The content readiness audit angle is worth taking seriously. Many companies that struggle with traditional SEO have the same underlying problems: thin content, weak authority signals, and inconsistent messaging. Pouring those same assets into AI optimization won’t fix anything. The question isn’t just “can we get cited by an AI answer” but “do we have the substance to deserve that citation.”
That said, the article doesn’t present data on how much AI search traffic actually converts compared to traditional organic search. It’s not clear from the article whether businesses that have invested in GEO early are seeing measurable revenue impact. The framework is logical, but the underlying evidence base for when AI visibility pays off is still thin across most industries.

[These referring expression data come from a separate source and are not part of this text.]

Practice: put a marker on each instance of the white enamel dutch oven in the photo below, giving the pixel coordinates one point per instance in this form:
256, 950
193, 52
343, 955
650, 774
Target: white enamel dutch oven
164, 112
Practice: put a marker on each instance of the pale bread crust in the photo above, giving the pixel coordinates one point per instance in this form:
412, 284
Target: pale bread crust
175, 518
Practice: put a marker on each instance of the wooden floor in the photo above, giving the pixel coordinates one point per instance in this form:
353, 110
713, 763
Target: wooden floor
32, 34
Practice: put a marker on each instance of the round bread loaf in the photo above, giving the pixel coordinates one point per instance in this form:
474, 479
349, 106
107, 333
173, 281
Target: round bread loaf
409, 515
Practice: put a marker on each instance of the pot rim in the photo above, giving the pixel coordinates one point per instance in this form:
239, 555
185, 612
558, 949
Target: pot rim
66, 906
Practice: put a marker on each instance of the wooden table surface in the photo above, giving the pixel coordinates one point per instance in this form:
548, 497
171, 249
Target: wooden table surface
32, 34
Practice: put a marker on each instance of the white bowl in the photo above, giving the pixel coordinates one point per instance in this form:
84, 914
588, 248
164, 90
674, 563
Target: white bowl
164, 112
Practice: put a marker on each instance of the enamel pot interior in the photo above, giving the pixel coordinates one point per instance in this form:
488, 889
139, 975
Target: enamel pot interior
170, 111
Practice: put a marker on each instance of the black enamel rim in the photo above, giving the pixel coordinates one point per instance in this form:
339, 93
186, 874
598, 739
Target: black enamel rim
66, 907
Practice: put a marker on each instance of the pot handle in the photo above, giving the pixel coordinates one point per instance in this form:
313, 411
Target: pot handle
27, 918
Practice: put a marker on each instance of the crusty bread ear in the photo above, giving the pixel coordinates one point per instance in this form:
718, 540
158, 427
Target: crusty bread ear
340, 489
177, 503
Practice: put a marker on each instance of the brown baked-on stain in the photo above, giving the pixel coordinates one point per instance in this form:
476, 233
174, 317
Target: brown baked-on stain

The broader context here is that the search landscape is genuinely shifting. AI Overviews from Google, ChatGPT’s browsing features, and Perplexity are all changing how some users find information. The question is whether that shift is large enough and relevant enough to your specific audience to justify budget changes today. For most businesses, the honest answer is probably “not yet, but monitor closely.”
Key Takeaways
- Do not reallocate SEO budget toward AI search without first validating where AI will generate incremental revenue for your specific business model.
- Run a content readiness audit covering site authority, messaging clarity, and structured data before investing in GEO or AEO.
- Product complexity and customer journey length should shape how aggressively you pursue AI visibility.
- AEO content strategies targeting direct questions can drive measurable AI search traffic without abandoning traditional SEO foundations.
- Traditional SEO authority and AI search visibility are complementary, not competing, when content is structured to serve both.